Legittimo il licenziamento per aumentare il profitto
La Suprema Corte, con sentenza n. 9147/2018, ha confermato l’orientamento ormai unitario ritornato in auge con la sentenza n. 25201/2016, secondo cui il licenziamento per giustificato motivo oggettivo integrato dalla soppressione di un posto di lavoro (anche con redistribuzione delle relative mansioni tra il personale ancora in forza) può essere legittimamente determinato anche dalla volontà del datore di lavoro di incrementare i profitti (e, dunque, di aumentare il benessere dell’impresa, quale elemento imprescindibile per una durevole e stabile permanenza sul mercato) e non obbligatoriamente dalla necessità di far fronte a situazioni sfavorevoli non contingenti (come, al contrario ritenuto da altro orientamento ormai decisamente minoritario).

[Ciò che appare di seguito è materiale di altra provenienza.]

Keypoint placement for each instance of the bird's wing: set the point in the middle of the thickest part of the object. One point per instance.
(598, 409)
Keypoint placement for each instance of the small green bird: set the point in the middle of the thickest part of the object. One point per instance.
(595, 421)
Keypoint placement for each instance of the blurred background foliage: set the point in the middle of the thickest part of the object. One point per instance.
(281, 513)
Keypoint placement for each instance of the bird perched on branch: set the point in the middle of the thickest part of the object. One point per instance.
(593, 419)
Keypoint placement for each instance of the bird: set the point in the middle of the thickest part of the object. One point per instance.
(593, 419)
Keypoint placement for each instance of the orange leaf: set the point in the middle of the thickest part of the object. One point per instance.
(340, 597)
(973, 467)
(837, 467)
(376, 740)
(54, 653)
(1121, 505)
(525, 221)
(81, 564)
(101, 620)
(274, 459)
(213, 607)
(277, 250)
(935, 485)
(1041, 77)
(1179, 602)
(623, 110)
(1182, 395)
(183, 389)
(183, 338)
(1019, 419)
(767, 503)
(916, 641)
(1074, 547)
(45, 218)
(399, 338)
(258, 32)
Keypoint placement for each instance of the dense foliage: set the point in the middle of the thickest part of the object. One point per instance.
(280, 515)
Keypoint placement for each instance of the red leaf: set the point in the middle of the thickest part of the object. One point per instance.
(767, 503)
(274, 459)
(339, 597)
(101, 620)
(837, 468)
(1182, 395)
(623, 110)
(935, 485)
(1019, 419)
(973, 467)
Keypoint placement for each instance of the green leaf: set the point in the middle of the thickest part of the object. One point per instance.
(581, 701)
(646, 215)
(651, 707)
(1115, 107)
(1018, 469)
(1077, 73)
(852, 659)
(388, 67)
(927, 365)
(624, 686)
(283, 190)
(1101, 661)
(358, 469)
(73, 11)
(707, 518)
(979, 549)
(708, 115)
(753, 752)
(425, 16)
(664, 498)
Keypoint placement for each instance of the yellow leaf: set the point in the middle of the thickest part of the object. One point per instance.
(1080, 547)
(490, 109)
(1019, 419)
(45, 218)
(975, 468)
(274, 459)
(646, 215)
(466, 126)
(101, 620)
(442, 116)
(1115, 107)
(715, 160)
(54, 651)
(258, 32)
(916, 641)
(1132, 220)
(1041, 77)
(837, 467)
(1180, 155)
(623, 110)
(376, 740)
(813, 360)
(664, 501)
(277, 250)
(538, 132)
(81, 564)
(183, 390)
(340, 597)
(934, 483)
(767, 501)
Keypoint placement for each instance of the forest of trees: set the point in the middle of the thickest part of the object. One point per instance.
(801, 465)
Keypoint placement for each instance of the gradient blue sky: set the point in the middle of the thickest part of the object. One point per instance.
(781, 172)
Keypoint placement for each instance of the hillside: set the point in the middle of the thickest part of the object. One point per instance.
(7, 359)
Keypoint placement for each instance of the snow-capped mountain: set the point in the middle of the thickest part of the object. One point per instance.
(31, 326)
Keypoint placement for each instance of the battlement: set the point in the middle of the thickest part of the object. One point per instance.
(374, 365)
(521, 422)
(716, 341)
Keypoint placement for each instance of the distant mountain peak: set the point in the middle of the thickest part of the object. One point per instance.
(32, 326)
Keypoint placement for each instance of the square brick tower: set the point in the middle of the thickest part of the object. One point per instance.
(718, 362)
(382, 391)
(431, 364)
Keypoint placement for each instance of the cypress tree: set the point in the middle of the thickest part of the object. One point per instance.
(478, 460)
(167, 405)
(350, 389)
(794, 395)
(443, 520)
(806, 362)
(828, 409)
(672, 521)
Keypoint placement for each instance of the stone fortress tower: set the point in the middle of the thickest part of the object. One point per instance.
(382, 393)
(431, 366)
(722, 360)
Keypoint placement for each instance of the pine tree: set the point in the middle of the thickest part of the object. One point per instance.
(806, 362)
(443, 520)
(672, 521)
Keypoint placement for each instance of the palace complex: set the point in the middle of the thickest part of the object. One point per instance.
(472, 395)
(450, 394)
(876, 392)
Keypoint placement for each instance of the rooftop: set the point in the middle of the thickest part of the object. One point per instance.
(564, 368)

A fondamento della valutazione espressa, i Giudici di legittimità pongono un argomento letterale, non facendo l’art. 3 L. 604/66, nel definire il giustificato motivo oggettivo, alcun riferimento a situazioni di crisi o di difficoltà economica, ed uno sistematico-costituzionale, rientrando il profitto tra gli obiettivi tipici dell’impresa, la cui libera iniziativa è tutelata dall’art. 41 Cost.